Peterson knew a suspension was coming, according to a source. His explanation is tied to his relationship with Type 2 diabetes, a condition that made him feel extremely sluggish and slow in 2015. The condition made headlines. You can look it up.
Peterson allegedly began feeling the same way in recent months. He unknowingly took supplements that included a banned substance, realizing his error after it was too late. He asked the team for a big favor. And at the very least, he asked the Cardinals to sit on the news until after his fundraising event, thereby safeguarding his charitable interests.
Peterson’s current level of unhappiness with the team was surely fueled by the harmful timing of his suspension, with great suspicion of where the leak occurred.
Clearly, the Cardinals have no motive to throw fuel on a growing fire, and would never drop a dime on Peterson in this manner. Not if they desire a long-term relationship with their star defender. But Peterson already felt betrayed by the organization and any paranoia must be expected.
According to 98.7 FM Arizona’s Sports Station’s John Gambadoro, Peterson grew angry at the Cardinals when they rejected his request for a restructured contract prior to the impending suspension, thereby protecting him from NFL-sanctioned financial losses that will exceed $4.5 million with missed bonus incentives.
In effect, they didn’t let Peterson game the system. And in the NFL, where most contracts aren’t guaranteed and physical damage is profoundly inevitable, the quickest way to lose a player’s heart is to get inside his wallet.
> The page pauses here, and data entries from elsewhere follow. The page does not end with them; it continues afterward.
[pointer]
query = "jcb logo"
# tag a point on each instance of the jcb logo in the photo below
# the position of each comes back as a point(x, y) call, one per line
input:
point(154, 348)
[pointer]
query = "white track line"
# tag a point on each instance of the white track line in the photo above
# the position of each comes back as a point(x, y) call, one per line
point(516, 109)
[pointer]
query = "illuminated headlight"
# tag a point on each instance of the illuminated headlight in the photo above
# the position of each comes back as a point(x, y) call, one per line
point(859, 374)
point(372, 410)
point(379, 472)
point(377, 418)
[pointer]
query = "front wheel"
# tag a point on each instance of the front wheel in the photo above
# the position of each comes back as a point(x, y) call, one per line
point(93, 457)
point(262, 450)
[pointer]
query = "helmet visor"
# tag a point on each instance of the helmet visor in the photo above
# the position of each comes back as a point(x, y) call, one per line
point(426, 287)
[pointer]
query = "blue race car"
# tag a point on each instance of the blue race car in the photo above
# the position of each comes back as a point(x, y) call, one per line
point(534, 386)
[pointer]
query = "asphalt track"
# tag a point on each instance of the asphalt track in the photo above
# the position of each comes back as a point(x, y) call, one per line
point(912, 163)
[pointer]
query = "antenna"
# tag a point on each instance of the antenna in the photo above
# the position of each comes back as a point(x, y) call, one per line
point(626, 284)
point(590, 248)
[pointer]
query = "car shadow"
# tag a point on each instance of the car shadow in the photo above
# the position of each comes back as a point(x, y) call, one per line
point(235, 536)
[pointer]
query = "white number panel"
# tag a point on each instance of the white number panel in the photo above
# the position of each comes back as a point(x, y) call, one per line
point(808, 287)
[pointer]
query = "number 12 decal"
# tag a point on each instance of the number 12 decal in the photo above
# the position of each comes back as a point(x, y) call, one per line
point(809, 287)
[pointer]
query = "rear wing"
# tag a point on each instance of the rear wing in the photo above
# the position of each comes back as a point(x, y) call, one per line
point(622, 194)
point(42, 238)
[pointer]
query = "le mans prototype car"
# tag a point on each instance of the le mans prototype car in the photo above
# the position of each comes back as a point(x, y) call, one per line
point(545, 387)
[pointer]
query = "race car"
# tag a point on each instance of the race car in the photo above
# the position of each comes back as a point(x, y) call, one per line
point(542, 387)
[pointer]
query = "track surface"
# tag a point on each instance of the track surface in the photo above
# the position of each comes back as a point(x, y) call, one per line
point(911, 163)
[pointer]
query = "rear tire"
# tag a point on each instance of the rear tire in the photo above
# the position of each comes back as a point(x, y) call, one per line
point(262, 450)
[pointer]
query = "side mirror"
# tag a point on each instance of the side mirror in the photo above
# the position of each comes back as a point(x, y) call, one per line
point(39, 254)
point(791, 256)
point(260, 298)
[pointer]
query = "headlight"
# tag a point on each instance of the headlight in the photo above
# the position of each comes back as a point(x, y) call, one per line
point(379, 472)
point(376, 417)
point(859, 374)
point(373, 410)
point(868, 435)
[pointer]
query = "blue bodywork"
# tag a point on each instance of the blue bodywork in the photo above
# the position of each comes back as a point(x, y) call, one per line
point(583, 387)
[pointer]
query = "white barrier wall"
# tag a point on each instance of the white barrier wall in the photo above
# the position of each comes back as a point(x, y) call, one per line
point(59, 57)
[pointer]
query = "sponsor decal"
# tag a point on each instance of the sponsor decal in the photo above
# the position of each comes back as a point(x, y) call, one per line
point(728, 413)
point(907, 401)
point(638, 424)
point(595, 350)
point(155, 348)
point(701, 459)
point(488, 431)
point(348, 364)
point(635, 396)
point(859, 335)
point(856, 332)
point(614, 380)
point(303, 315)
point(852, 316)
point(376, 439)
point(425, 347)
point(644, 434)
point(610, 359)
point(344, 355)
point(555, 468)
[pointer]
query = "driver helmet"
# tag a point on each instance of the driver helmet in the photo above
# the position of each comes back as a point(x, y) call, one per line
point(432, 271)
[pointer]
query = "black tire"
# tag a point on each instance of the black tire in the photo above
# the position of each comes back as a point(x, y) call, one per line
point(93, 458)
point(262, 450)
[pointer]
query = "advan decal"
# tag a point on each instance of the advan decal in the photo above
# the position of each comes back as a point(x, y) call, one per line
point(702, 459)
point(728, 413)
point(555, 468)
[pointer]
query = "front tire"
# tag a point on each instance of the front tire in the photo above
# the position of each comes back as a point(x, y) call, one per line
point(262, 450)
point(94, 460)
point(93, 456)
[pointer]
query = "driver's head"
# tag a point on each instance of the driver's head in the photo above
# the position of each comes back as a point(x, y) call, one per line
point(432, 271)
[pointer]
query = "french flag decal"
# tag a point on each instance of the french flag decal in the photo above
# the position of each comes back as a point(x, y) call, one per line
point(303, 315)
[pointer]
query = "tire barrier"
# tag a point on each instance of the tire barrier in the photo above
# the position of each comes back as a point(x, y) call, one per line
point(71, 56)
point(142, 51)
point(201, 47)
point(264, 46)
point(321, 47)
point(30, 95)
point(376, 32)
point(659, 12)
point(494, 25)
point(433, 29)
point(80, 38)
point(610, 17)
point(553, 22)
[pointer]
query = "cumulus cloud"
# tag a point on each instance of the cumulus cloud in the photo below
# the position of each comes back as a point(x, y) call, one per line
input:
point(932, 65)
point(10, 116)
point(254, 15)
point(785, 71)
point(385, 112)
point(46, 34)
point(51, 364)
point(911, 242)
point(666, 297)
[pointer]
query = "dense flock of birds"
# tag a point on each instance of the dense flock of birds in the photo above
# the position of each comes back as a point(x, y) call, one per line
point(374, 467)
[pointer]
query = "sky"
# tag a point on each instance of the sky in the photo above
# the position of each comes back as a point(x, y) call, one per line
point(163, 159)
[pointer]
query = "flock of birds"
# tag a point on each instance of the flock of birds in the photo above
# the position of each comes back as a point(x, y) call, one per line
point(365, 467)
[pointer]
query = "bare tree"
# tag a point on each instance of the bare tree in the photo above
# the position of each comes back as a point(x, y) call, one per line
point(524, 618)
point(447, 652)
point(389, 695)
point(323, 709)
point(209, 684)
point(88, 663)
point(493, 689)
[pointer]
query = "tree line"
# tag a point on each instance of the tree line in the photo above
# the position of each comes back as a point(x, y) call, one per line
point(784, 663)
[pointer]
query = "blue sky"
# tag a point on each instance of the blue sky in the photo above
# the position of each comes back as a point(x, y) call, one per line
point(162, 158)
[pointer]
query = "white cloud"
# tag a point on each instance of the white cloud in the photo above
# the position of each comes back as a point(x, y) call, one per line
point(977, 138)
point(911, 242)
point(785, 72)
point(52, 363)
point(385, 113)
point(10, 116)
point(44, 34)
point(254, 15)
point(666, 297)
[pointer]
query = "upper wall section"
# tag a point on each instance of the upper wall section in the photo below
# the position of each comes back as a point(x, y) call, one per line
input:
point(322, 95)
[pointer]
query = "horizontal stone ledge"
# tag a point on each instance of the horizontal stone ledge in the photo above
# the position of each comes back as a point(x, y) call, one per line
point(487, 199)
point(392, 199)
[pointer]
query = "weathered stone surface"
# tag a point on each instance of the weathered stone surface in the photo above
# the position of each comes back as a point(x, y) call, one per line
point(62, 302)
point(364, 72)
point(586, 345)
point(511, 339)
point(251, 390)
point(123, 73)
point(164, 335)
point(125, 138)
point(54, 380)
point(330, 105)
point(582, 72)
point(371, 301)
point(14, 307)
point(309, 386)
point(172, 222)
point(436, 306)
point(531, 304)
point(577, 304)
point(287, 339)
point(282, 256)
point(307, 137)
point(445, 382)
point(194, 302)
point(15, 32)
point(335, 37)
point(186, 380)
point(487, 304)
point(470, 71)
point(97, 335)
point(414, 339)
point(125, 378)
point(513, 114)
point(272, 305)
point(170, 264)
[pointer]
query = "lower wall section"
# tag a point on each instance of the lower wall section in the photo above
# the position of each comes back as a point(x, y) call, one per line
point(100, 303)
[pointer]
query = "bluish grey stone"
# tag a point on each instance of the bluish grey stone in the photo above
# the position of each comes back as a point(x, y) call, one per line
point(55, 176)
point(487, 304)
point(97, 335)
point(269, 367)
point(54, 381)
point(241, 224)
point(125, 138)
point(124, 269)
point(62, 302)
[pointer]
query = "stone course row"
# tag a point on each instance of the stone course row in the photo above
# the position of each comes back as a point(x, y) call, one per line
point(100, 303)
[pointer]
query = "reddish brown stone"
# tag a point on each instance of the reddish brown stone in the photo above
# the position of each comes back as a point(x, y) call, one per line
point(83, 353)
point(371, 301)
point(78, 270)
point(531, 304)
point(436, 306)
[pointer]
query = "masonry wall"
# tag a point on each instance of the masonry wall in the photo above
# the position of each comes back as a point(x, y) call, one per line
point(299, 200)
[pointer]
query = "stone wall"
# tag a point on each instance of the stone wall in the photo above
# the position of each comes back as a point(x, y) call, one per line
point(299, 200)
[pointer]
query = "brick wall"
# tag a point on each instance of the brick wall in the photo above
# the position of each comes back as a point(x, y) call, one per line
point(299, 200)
Peterson is deeply offended by the Cardinals’ hardline stance, for not fighting for his rights or mitigating his losses through loopholes. But this doesn’t have to be the end.
Von Miller served a six-game suspension and is still beloved in Denver. Julian Edelman is still revered in New England despite his suspension for performance-enhancing drugs. This isn’t like Barry Bonds destroying baseball’s record book. PEDs aren’t a death sentence in football, and this doesn’t have to spell divorce for Peterson and the Cardinals.
After all, you can’t replace Peterson on the football field. You can’t take away Larry Fitzgerald’s best golfing buddy. And you don’t give up on good people, especially when they do dumb things.